If you’re White, African American or Hispanic, it’s No. 1; for American Indians, Alaska Natives and Asians or Pacific Islanders, heart disease is second only to cancer.
Unfortunately, many heart problems and conditions can run in families, which could put you at an increased risk of cardiovascular disease. Cardiovascular disease involves narrowed or blocked blood vessels that can cause a heart attack, chest pain or stroke.
Here’s the good news: Your body is designed to heal itself and it’s never too late to make healthy lifestyle changes that can reduce your risk for a variety of heath conditions, including heart disease.
Let’s start by talking about smoking. Don’t do it! Smoking is one of the leading risk factors for coronary heart disease. Smoking also reduces good cholesterol (HDL), raises blood pressure, and causes plaque to build in the arteries; all of which can cause increased stress on your arteries and lead to atherosclerosis (hardening of the arteries). It also can lay the foundation for a host of other deadly health conditions.
Here are some other great ways to reduce your risk of heart disease:
#1 Stay active 30 minutes a day
#2 Eat more effectively
The key to preventing heart disease is to limit saturated fat — the kind that you find mostly in animal products. Opt instead for lean meats, fish, and vegetable sources of protein as much as possible. You should also try to avoid artificial trans fats.
Start reading labels, avoiding foods with “partially hydrogenated” oils. This type of fat — designed to increase the shelf life of foods — is sneaky. It is found in a variety of packaged snacks, fried foods, coffee creamers and more, and can really add up.
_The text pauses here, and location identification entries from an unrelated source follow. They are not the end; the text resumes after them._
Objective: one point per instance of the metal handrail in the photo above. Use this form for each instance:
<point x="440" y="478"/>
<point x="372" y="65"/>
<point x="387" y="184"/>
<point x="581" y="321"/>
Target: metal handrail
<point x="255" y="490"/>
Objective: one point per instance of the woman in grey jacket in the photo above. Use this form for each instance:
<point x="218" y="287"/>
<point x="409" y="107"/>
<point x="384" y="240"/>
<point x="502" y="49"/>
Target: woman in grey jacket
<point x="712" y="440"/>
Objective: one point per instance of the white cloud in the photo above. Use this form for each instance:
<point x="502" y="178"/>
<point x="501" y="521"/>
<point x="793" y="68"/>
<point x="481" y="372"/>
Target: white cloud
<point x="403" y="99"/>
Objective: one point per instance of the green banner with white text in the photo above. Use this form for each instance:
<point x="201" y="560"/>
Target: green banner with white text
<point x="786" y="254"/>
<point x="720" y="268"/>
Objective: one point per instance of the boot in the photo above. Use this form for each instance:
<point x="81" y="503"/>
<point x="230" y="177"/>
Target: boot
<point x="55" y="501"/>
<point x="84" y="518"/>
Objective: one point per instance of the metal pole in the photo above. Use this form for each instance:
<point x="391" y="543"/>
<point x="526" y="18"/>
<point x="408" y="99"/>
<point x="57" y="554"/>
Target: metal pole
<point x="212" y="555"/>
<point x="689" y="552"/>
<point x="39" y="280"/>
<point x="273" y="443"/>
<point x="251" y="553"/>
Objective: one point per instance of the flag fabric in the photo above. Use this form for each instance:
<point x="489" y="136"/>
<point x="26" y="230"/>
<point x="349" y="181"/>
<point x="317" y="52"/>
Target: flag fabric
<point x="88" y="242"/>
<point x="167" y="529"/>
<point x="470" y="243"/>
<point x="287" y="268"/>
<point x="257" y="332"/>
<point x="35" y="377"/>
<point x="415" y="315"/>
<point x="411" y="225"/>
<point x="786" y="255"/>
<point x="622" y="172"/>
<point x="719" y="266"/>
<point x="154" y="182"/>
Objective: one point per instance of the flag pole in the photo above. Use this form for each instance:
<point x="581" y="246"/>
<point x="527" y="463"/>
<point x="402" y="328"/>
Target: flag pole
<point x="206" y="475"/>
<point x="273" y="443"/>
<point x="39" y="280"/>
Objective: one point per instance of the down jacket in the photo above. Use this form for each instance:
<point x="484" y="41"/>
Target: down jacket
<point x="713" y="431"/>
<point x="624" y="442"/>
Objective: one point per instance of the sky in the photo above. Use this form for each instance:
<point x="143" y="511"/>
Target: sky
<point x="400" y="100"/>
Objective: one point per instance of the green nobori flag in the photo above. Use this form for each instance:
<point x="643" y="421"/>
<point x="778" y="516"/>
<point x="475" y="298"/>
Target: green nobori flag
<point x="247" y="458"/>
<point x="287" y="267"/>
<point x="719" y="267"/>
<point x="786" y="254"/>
Try also to incorporate more avocado, Omega 3s, and nuts into your diet. You’ll want to consume more green leafy vegetables such as kale, spinach, collard greens, mustard greens, chard, and cruciferous vegetables such as broccoli and cabbage. Research shows a strong link between a higher consumption of green leafy and cruciferous vegetables and lower risk of heart disease.
#3 Select the right supplement
Our supplement CVO uses krill oil (a superior Omega-3 fatty acid) and Co-enzyme Q10 to support healthy cholesterol. Omega-3 fatty acids may reduce the risk of cardiovascular disease. Try HERE.
#4 Plan your meals
Most of us don’t want to spend hours in the kitchen preparing healthy meals. That’s why we make it easy to make positive and powerful changes to your diet and prepare delicious, heart-healthy meals and treats. Our recipes have been tried, tested and recommended by our nutritionists. Don’t forget that how much you eat is almost as important as what you eat. Eating sensible portions of food is one important key to maintaining a healthy heart. Check out this seasonal option: Turkey and Sweet Potato Meatballs HERE.
#5 Manage your stress
Excessive stress can lead to a variety of health conditions. Research suggests it is not the actual stress that is unhealthy, it’s how you react to it. Learning how to better manage stress is important for people with demanding work and personal lives. Incorporating enjoyable activities and regular exercise into your schedule can be a great help.
A gratitude journal can be another effective way to help manage your stress. Every day, write down 2-3 things for which you are grateful. Writing them down is key. See how long you can go without repeating what you’re thankful for.
We’re also big fans of guided meditation. It’s easy to do and for many people it’s effective in reducing stress levels.
Don’t forget: Symptoms of a heart attack can vary, so if you ever feel chest pain, pain in your left arm, upper abdomen or between your shoulder blades, and/or experience dizziness or excessive perspiration, immediately seek emergency medical attention.